Note the point in the blockquote about getting this done by the recess. Gibbs and Pelosi are being casual about the March 18 deadline, but don’t be fooled. Exit quotation: “There wasn’t any more clarity on the tick tock of the process, which is obviously, you know, a deal breaker for some people.”

Update: A little more clarity from NRO. I was wondering when Madam Speaker would insert all the legislative bribes she’ll need to make to bring centrist Dems around. Here’s the answer:

Ryan says that, come Monday, Democrats “will bring a shell piece of reconciliation legislation” to the budget committee. “The reconciliation process has to begin there,” he says. “Here’s what they’ll do: They will take the House health-care bill and mark it up so that it can become a reconciliation vehicle. Republicans will make runs at this via motions to instruct, but since we’re outnumbered, their package will get through the committee.

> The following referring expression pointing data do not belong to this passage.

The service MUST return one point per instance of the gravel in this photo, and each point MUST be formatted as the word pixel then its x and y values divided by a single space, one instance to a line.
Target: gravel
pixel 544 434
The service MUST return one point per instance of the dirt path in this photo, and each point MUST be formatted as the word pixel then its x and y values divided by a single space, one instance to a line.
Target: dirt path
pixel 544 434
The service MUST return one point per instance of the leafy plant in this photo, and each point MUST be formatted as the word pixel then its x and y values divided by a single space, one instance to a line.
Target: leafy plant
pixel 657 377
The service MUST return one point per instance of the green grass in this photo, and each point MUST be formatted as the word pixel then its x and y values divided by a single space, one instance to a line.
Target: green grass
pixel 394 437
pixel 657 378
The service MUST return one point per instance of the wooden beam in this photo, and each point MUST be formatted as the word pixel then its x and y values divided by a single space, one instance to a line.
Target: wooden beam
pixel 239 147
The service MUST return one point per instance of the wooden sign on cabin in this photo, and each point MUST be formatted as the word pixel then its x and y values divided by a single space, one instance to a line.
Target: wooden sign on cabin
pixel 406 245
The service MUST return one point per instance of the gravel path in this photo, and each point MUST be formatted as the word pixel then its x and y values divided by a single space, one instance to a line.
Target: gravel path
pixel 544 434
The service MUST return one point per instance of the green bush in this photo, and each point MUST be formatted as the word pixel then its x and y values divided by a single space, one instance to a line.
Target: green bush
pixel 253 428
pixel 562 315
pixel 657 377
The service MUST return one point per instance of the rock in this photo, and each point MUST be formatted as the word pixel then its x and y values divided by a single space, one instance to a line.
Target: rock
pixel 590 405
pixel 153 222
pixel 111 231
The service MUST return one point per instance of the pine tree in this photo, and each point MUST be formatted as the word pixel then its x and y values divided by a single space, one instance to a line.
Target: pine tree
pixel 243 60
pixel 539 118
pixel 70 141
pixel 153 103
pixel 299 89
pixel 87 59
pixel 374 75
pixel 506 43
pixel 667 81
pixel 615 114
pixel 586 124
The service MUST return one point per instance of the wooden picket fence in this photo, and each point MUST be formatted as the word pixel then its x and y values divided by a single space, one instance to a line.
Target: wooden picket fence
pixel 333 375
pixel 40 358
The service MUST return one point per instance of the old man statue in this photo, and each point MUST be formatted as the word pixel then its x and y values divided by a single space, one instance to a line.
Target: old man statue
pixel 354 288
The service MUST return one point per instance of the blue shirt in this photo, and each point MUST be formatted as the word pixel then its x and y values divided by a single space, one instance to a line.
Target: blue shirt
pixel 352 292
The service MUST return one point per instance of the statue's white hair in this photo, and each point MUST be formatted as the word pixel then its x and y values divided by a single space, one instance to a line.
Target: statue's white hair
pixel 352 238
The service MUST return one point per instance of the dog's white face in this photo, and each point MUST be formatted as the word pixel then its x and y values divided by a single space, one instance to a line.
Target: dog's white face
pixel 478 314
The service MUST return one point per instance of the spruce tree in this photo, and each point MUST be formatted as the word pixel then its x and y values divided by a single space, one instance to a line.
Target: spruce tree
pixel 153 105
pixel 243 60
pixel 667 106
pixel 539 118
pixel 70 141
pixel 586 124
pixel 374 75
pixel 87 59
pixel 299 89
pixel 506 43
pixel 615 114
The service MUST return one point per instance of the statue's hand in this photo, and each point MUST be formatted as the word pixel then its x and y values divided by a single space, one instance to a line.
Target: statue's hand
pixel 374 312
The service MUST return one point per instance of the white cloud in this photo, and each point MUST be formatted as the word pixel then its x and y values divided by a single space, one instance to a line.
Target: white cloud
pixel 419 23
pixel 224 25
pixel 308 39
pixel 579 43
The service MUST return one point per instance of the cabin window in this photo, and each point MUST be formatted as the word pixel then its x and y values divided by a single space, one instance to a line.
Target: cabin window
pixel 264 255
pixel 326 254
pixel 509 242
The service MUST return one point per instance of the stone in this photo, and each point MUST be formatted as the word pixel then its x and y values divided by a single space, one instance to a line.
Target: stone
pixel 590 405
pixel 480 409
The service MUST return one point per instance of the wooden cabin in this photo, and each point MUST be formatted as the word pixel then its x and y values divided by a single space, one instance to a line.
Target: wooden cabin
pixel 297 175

Then they’ll send that shell of a bill to the House Rules Committee. The rules committee will then gut the budget committee’s reconciliation bill and drop in all of the deals that Speaker Pelosi arranges with members who vote for the Senate health-care bill in the House.” Those deals, he adds, “will be hard to scrutinize, and we may never know their full extent, since many of them will be orchestrated outside of health-care legislation.”